Thu 25 Jan 2007
Who: This post is for people who do not know what a fixed income ladder is or for people who want to learn about starting one. A familiarity with the basics of bonds and CD’s is assumed.
What: This post discusses a basic strategy for controlling cash flow and earning income from fixed income investments. The example used in this post will be a Certificate of Deposit (CD) ladder.
What is a CD Ladder and Why Do I Want One?
For those of you who like to keep a small (or large) portion of your savings/investments in bank CD’s, a CD ladder can solve the possible associated cash flow and liquidity problems. A CD ladder is just an investment strategy which calls for investing money in CD’s that have different maturity dates. The advantage of this is twofold. First, if long-term yields are higher than short-term yields (or vice versa), you have the opportunity to take advantage of both long-term and short-term yields. Second, if you are uneasy about locking up a large sum of money away for a long period of time (because you may need it for something else), a CD ladder gives you the opportunity to wait a short period of time before a part of your investment becomes available, solving many (but not all) cash flow issues.
Want an Example?
We will assume that you are a high roller and you have $100,000 to invest.

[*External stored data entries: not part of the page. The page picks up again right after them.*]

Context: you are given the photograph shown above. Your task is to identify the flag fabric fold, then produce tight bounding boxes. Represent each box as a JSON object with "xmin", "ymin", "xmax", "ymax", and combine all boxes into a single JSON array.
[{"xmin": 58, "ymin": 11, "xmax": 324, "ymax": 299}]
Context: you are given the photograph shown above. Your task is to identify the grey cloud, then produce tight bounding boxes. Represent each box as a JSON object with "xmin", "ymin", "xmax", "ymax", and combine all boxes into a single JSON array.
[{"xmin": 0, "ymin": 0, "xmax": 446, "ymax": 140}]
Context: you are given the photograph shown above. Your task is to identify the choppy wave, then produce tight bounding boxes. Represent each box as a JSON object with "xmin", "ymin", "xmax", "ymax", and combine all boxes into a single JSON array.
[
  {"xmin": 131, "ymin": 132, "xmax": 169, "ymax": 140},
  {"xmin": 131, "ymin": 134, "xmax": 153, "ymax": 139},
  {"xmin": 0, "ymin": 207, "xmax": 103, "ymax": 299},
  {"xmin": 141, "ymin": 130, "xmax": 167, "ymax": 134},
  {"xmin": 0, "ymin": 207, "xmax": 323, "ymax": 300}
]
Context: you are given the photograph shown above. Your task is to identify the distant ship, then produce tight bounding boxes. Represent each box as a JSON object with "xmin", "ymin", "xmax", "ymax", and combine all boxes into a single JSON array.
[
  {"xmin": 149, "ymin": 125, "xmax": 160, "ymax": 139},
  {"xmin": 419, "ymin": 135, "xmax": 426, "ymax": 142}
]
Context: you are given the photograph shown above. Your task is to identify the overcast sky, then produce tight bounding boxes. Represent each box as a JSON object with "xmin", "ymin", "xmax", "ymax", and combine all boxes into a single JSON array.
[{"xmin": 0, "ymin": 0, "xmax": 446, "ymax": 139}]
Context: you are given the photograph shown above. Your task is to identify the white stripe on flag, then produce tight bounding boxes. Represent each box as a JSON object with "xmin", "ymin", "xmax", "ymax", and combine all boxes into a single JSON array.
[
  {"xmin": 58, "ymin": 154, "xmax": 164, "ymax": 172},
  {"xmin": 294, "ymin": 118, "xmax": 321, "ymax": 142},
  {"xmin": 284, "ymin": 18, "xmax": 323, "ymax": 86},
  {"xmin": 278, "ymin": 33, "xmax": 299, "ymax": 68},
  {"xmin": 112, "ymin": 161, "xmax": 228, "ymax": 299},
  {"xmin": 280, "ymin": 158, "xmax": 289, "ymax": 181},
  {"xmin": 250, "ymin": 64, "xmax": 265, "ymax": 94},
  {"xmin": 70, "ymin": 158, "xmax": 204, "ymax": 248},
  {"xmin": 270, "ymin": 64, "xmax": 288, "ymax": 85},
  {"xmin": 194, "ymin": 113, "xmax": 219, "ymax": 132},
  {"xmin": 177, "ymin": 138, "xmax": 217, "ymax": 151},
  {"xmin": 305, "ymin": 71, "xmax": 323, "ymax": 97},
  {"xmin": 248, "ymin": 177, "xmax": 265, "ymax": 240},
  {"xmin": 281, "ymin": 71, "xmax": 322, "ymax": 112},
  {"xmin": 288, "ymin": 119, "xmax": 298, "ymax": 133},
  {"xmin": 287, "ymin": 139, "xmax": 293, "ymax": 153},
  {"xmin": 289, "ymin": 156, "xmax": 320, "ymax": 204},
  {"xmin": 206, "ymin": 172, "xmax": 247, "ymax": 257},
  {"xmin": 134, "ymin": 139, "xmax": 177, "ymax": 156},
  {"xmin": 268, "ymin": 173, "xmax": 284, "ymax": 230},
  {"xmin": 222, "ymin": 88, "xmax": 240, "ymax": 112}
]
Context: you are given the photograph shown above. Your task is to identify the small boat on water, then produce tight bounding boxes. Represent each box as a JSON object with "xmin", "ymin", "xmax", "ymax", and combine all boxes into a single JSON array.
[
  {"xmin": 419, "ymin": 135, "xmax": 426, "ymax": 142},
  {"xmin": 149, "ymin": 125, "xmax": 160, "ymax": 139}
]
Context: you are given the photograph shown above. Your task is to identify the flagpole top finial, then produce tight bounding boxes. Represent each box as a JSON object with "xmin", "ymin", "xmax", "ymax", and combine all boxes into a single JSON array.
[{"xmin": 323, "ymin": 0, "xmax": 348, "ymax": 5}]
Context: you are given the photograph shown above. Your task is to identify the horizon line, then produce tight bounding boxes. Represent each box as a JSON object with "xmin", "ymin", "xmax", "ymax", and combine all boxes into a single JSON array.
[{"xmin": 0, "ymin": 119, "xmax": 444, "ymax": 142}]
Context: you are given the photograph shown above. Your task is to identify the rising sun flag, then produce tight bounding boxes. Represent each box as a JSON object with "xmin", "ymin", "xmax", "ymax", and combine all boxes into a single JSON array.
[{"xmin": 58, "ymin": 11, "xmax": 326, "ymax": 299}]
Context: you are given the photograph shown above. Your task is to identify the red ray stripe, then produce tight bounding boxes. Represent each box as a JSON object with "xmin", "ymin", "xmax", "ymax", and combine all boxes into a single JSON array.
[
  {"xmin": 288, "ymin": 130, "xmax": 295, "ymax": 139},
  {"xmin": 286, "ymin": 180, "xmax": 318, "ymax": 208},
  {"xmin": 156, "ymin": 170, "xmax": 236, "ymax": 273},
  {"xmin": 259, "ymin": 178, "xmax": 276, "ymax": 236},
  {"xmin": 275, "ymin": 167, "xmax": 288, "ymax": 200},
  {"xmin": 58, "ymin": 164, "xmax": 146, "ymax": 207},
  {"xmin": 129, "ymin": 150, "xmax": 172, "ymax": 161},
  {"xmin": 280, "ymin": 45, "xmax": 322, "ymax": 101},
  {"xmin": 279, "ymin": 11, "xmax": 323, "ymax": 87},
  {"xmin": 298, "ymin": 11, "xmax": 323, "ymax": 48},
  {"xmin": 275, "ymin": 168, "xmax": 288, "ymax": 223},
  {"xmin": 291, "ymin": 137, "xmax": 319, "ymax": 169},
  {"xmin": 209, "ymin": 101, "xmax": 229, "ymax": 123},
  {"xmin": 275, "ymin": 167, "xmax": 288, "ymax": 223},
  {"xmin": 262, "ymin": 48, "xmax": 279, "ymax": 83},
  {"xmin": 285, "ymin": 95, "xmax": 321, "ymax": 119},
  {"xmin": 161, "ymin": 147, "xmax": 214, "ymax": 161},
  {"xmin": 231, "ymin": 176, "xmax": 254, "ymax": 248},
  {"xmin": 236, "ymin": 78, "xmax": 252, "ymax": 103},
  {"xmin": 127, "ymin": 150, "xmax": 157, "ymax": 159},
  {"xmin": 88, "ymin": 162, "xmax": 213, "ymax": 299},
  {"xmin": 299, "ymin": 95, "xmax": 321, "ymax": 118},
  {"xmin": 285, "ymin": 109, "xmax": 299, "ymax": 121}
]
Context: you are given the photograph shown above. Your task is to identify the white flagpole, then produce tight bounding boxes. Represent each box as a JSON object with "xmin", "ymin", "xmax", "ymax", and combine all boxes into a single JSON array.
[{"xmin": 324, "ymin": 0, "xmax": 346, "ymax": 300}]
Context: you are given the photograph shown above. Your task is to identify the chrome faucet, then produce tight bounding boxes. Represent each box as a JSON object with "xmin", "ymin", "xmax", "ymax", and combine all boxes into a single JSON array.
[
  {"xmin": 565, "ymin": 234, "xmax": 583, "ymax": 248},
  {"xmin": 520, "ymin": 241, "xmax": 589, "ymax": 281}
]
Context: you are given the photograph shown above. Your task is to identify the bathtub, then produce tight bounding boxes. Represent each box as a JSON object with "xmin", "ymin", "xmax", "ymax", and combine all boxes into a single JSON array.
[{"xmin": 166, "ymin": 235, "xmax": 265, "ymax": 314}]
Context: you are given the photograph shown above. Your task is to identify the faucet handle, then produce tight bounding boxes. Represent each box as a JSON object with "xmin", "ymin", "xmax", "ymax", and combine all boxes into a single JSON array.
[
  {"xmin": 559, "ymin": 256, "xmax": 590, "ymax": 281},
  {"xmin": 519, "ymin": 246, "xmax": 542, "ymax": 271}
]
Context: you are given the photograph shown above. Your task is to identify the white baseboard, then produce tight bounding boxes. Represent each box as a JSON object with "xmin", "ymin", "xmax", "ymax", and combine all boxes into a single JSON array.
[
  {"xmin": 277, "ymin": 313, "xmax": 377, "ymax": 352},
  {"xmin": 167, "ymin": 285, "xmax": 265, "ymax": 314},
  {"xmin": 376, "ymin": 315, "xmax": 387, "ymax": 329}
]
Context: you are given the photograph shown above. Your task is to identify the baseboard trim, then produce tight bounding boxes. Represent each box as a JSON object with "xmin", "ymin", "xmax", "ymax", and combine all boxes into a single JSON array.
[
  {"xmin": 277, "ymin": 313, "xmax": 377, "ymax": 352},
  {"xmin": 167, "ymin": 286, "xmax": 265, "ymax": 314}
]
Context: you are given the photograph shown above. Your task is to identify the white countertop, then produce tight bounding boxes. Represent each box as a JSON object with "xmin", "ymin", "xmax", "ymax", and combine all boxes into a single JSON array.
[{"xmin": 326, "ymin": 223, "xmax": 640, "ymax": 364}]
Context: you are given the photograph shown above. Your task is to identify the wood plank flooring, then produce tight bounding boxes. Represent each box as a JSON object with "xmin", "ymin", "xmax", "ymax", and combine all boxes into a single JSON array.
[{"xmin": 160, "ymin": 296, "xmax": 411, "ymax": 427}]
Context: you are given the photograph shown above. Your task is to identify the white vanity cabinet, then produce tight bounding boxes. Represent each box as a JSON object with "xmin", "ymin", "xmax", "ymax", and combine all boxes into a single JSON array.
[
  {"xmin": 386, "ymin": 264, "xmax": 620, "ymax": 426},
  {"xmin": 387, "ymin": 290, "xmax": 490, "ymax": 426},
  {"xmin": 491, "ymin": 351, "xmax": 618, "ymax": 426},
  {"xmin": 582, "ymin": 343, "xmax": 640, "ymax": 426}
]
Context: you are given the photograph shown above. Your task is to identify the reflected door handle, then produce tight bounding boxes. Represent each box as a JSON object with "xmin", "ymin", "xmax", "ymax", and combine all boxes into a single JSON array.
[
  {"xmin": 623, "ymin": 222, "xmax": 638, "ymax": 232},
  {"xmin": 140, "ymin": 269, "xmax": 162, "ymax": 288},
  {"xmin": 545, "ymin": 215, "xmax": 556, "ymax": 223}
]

You are not sure what sort of large expenses may come up over the next 4-5 years but as the time goes by, you will have a better idea of what you want to spend the money on (reasonable, right?). For simplicity’s sake, let’s say that the CD’s interest rate is equal to the number of years the CD locks up your money for, up to 5 years: (1 year CD = 1%, 4 year CD = 4%). This is slightly unrealistic, but it allows us to appreciate how the yield curve *normally* looks.
A CD Ladder approach would call for something like this:
As you can see, the maturities are staggered and some of the CD’s will earn more than the others. If you need some money after 1 year, you can take the payout of CD #1 and use it. Otherwise, you can just take it and invest the money in another 5 year CD. By that time, CD #2 would mature in 1 year and CD #5 would mature in 4 years. You can continue in this manner to keep the ladder intact.
If your life is particularly volatile, you may want to shorten the length of time between maturities to maybe 6 or even 3 months. If you have a more stable life, a 1-2 year gap in maturities should not be too much of a problem. The larger you make the gap, the less cash flow benefit you receive from your CD Ladder. It is obviously not necessary to always continue the ladder once some of your original CD’s come to maturity. Based on the interest rate environment, you may decide to use your cash from an old CD for longer term CD’s or shorter term CD’s.
So, Why Did You Tell Me About a CD Ladder?
As was alluded to above, there is no magical advantage of using a CD Ladder. A CD ladder is a way to manage cash flow while still maintaining returns better than that of very short-term investments. If you chose to invest all of your money into the longer term CD’s, then a potential emergency or large purchase may require the breaking of a CD (and paying the associated penalties) which severely erodes returns. With a mix of different maturities, the overall return may be lower, but the potential to use cash when needed is readily available.